Clara va bientôt quitter la crèche pour partir à l’école après l’été. Ses grands-parents qui viennent la chercher habituellement sont désolés de ne pas retrouver son doudou depuis plusieurs jours, car ils se font réprimander par leur fils, le père de Clara. Il viendra lui-même réclamer l’objet introuvable. Clara ne semble pas aussi émue que son père par cette perte. Elle a même réussi l’exploit, entre temps, de jeter sa tétine dans les toilettes et de tirer la chasse d’eau, s’assurant ainsi d’une perte définitive. À qui était le doudou ? Clara l’a peut-être utilisé comme un objet transitionnel, dont elle s’est séparée au moment de quitter la crèche. Il n’avait sûrement pas la même fonction pour son père.
Erwan, 21 mois, (le fils du monsieur qui a conservé son doudou, celui de chez Total) vient depuis peu à la crèche après un déménagement. À la grande surprise de ses parents, il se montre inconsolable lors de la séparation. Il n’a jamais eu cette réaction à la crèche précédente, il a tout ce qu’il faut : doudou, tétine, et pourtant, il pleure durant près d’une heure dans l’entrée et repousse toute tentative de consolation, ne joue pas, ne dit que quelques mots. Je propose un entretien aux parents, la maman explique qu’elle s’est toujours arrangée pour ne jamais manquer à son enfant. Elle ne s’absente de la maison que lorsqu’il dort, il ne s’en aperçoit jamais. En continuant de parler, elle convient que si elle s’absentait quand Erwan est réveillé, c’est elle qui manquerait de son enfant. Avec l’aide de l’auxiliaire de puériculture, Erwan a trouvé un moyen d’élaborer la séparation : un petit rituel avant de dire au-revoir, puis coucou à la fenêtre, puis il va écouter un CD qu’il amène de chez lui. Il est suivi et respecté dans ses initiatives. Erwan est maintenant un enfant gai qui parle et se montre très inventif dans ses jeux.
Zoé, deux ans, vient une fois par semaine à la crèche munie de son doudou. Elle est souvent dans un coin à ne rien faire. On pourrait dire absente. Elle crie et pleure lorsqu’il s’agit de repartir avec sa mère. L’objet du conflit est la paire de sur-chaussures que mettent les parents pour entrer dans la salle : Zoé veut les mettre, et partir avec alors que sa mère doit les remettre dans la panière prévue à cet effet. Un jour, l’auxiliaire de puériculture propose à la maman de laisser Zoé emmener les sur-chaussures. Non seulement elle les emmène, mais elle les ramène et les garde toute la journée à la crèche, les laisse parfois traîner dans la salle où désormais, elle est présente, joue et retrouve sa mère sereinement. Elle a localisé dans ces grands chaussons bleus la présence de sa mère.
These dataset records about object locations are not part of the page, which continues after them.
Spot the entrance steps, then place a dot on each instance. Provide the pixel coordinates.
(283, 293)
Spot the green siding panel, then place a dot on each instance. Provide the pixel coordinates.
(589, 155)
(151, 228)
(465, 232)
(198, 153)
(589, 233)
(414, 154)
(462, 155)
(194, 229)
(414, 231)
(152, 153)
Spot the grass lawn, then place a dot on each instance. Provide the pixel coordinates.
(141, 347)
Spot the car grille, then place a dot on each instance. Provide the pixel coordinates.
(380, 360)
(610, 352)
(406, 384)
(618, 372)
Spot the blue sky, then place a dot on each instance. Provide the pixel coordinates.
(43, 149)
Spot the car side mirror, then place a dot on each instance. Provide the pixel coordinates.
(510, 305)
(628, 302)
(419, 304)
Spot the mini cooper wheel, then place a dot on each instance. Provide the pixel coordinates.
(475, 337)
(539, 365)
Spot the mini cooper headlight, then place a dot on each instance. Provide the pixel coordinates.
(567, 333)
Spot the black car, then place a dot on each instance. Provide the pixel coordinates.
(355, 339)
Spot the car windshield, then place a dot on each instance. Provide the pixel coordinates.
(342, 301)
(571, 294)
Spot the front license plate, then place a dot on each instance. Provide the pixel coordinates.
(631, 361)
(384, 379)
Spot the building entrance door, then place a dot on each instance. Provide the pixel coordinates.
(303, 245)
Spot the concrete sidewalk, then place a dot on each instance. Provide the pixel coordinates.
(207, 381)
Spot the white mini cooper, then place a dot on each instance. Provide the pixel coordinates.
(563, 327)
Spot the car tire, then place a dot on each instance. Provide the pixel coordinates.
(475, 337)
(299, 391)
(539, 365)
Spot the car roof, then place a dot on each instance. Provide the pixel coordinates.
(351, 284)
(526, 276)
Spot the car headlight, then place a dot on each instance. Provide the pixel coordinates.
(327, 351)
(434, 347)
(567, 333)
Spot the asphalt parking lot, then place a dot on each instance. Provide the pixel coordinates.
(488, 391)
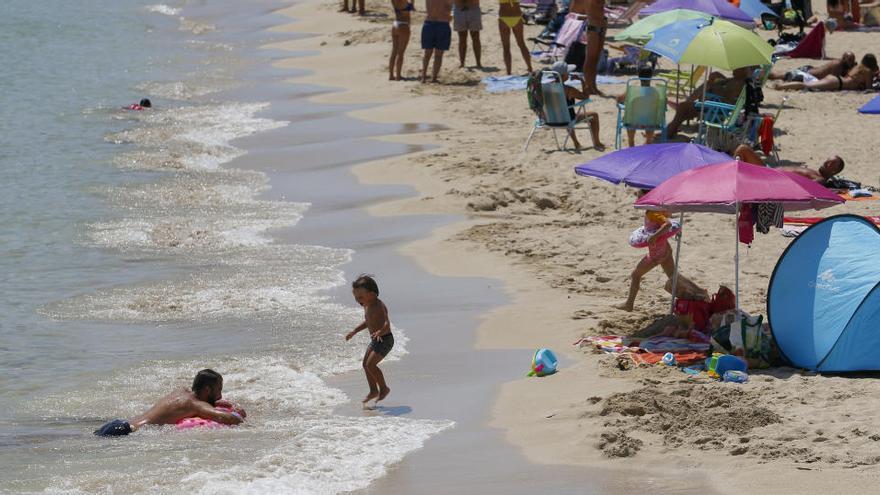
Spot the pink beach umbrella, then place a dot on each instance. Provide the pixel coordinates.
(725, 187)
Le doudou est une personne 

« C’est moi son doudou » explique une mère en parlant de l’incapacité de son enfant à se passer d’elle. Elle se constitue en objet indispensable de l’enfant, qui bouche l’impensable du trou que provoque en elle l’absence de l’enfant. Elle lui donne le sein pour le consoler ou l’endormir, en guise de doudou. Le signifiant « doudou » désigne là l’objet à ne pas perdre, contrairement à l’objet transitionnel. Il y a dans ce cas un accès direct et permanent au sein, sans manque qui permettrait au sujet d’émerger et de constituer un objet.
Une autre mère me confiait qu’elle disait à son fils de 19 mois qu’il ne faut pas taper son doudou. Lorsque je la questionnai, elle se trouva dans l’incapacité de m’expliquer pourquoi il ne faut pas taper son doudou, tellement c’était évident pour elle. Elle en vint à me dire que son fils la tapait. Manifestement, le Pinocchio en éponge qu’il trimbalait ne faisait pas office d’objet transitionnel. Par contre, il arrivait avec une couche à la main, qu’il manipulait d’une façon bien particulière. Son père m’expliqua qu’il emmenait toujours une couche lorsqu’il partait de la maison. C’est cette couche, et sa manipulation qui apparaît davantage comme une ébauche de phénomène transitionnel, chez un bébé qui semblait ne pas avoir constitué d’objet.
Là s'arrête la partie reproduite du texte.